But that was not why Wilhite created the GIF. Instead, a GIF was a more convenient replacement for videos and could be easily downloaded at the slow and lackluster internet speeds in the early age of the internet. Wilhite was working at Compuserve in 1987 when he created GIF. "I saw the format I wanted in my head and then I started programming," Wilhite told the New York Times via email in 2013, something his wife confirms. "He invented GIF all by himself — he actually did that at home and brought it into work after he perfected it," Kathaleen Wilhite told The Verge. She added he would work out things in his head in private and then program it on his computer at work. After a long tenure at CompuServe, Wilhite retired in 2001 and spent his time traveling, building model train sets at home, and camping, according to his wife.

Stephen Wilhite says GIF is pronounced "jif," not "gif"

Compuserve introduced the format the same year Stephen Wilhite created it (via W3C), announcing it "allows high-quality, high-resolution graphics to be displayed on a variety of graphics hardware and is intended as an exchange and display mechanism for graphics images."

As the internet became more accessible and speeds picked up in the late 2000s, GIFs became the standard alphabet used in memetic conversations. The format saw tremendous growth in the following decade. Marking the 25th anniversary of the invention of GIF, it was announced as Oxford American Dictionary's word of the year in 2012 (via Today). Wilhite was awarded the Webby Lifetime Achievement Award for his exceptional contribution to technology in the following year. Here's a video of him accepting the award, in which the computer scientist is quoted on the correct pronunciation of the acronym.

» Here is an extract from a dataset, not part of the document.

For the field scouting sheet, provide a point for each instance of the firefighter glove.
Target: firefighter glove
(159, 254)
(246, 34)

In his email interview with The New York Times, Wilhite sought to put to rest the continual debate around the pronunciation of "GIF," in addition to expressing his annoyance that the debate even exists. "The Oxford English Dictionary accepts both pronunciations," Wilhite told the outlet. "They are wrong. It is a soft 'G,' pronounced 'jif.' End of story.'" In support of Wilhite's insistence on the pronunciation, The GIF Pronunciation Page quotes an anecdote someone who claimed to have worked with Wilhite shared with the former e-pub NetBITS. "Steve always pronounced it 'jiff' and would correct those who pronounced it with a hard G. "Choosy developers choose GIF," they said riffing off the marketing slogan of the Jiff peanut butter company.

Social media pays tribute to Wilhite

According to the New York Times story from 2013, Stephen Wilhite had never actually created an animated GIF, which is used so popularly online, though he did reveal that his favorite is the dancing baby GIF. Naturally, internet users have taken to social media to pay tribute to Wilhite, whose decades-old work continues to impact people's lives on a daily basis. It's only appropriate that many of these testimonials come with a relevant GIF attached.

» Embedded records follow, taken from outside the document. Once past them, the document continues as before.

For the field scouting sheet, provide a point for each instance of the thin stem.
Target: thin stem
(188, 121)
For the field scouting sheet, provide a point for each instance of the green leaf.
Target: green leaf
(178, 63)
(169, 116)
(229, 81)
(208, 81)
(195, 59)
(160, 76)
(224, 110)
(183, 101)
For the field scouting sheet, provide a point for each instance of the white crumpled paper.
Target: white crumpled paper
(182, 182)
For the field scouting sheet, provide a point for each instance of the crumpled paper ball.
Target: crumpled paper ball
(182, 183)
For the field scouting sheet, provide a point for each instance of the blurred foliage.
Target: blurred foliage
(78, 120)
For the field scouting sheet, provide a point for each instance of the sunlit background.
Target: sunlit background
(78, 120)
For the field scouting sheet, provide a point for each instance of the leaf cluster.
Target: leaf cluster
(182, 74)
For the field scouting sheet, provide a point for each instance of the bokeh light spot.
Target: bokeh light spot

Fittingly, GIPHY, a platform and company seemingly solely reliant on the format, honored Wilhite via Twitter. "The GIPHY team is sad to hear of the passing of Stephen Wilhite, the creator of the GIF file format. GIPHY was built on a sincere love for the GIF — and we are indebted to the creativity and vision of Mr. Wilhite." With its tribute, the company shared a composite GIF — comprised of various animated images ranging from the Mona Lisa and the "Family Guy" character Stewie to professional wrestler CM Punk and the "Mortal Kombat" character Sub Zero — which, when zoomed out, created an image of Wilhite.

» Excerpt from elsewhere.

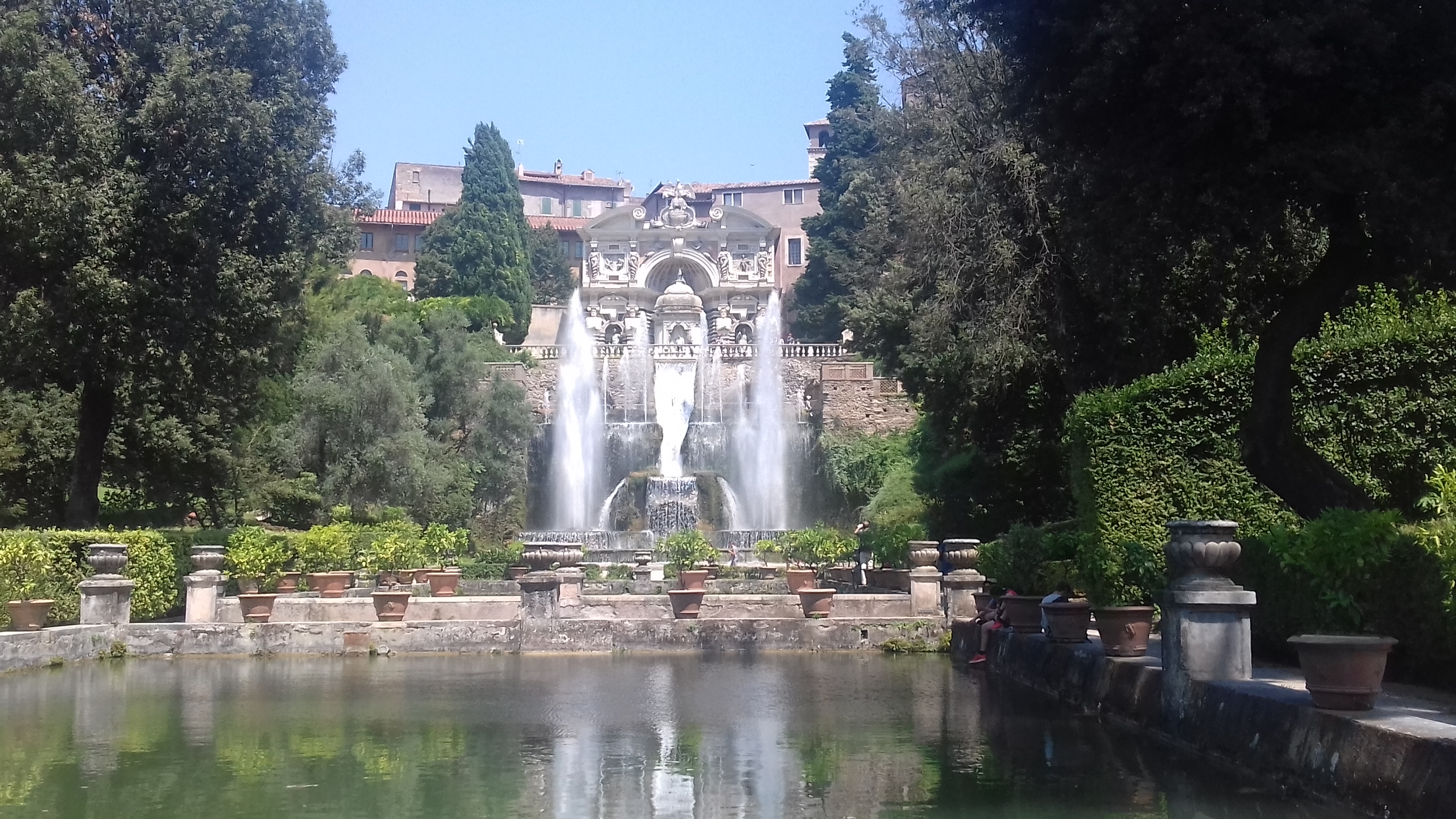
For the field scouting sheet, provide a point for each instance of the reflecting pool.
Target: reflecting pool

User @pixelastronaut's tweet acknowledged the pronunciation debate, with a GIF featuring "Looney Tunes" characters Bugs Bunny and Daffy Duck repeatedly tearing notes off a pole. While the original cartoon featured flyers declaring that it was either rabbit season or duck season, this version showed flyers alternately pronouncing  it "JIF SEASON" or "GIF SEASON." Mixing in a bit of gallows humor, user @steamboat28 declared that "Stephen Wilhite is with Jod now, beyond such petty squabbles."